Tiziana Deserto aveva scaricato ogni responsabilità sul suo ex amante. Colui per il quale aveva convinto il marito a lasciare Erchie, dove abitavano, ed a trasferirsi dalle parti di Sansepolcro, dove abitava e aveva il cantiere edile Giorni. Imprenditore che assunse come piastrellista Massimo Geusa. Ma contemporaneamente frequentava abitualmente la coppia del Brindisino e portava tanti regali alla piccola Maria. E non solo. Giorni passava ore ed ore da solo con la bambina. “Per farlo familiarizzare – disse la madre ai giudici -  dato che avevamo deciso di vivere insieme”. Sino ad allora si erano incontrati in un appartamentino che Giorni aveva affittato a Città di Castello.
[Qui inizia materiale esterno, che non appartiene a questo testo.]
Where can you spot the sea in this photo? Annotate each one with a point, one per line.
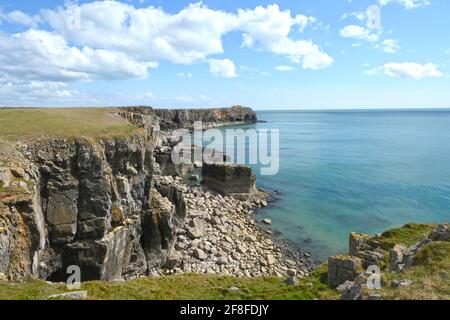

“L’unica colpa di Tiziana – ha più volte ripetuto Eugenio Zaganelli – è stata quella di fidarsi di quell’uomo”. “Un mostro che ha fatto del male, tanto male, alla mia bambina”, l’ha definito la Deserto. Secondo i giudici di primo e secondo grado, però, non è stato solo Giorni a far del male alla piccola. Ma anche la madre, contro la quale si sono costituiti parte civile i suoceri. Stando alla doppia sentenza di condanna, la Deserto era perfettamente consapevole di quel che accadeva. Quei lividi sulle braccia di Maria che persino la maestra dell’asilo frequentato dalla piccola aveva notato, non potevano essere sfuggiti alla madre. Eppure continuava ad affidarla a Giorni. La mattina del 5 aprile del 2004 Giorni passò da casa dei Geusa. Massimo era al lavoro. C’erano madre e figlia. Giorni prese la piccola e la portò con sé in macchina a Città di Castello. Quel giorno le cose precipitarono. Nel pied-a-terre Giorni usò violenza alla bambina. La picchiò tanto da tramortirla. Quando si rese conto della gravità della situazione, corse in ospedale. “E’ caduta dalle scale”, disse ai medici del pronto soccorso. Che però ben presto si resero conto che quelle lesioni fossero di ben altra natura.

Il giorno dopo la bambina morì. Mentre era in corso il funerale a Latiano Giorni fu arrestato. Cominciò ad emergere una vicenda torbida che portò all’incriminazione anche della mamma di Maria. Giorni confessò. “Piangeva e l’ho picchiata, ma non l’ho violentata”, si difende. Giorni, detenuto, Tiziana libera, vengono messi a confronto. “Tu sapevi tutto”, dice lui. “Non è vero, sei un bugiardo, mi hai ingannato, assassino”, grida lei disperata. Il processo in primo grado alla Deserto è lungo e complesso. Tanti indizi, prove certe nessuna. Cento testimoni, 32 udienze e alla fine la condanna a 15 anni di carcere, tre dei quali condonati. E’ la sera del 24 novembre 2007 quando la Corte di assise di Perugia, dopo sei ore di camera di consiglio, emette la sentenza.

Dopo quasi due anni e mezzo arriva la sentenza di secondo grado. Ed ora alla Deserto resta la strada della Cassazione per cercare di evitare di dover trascorrere lunghi anni in carcere.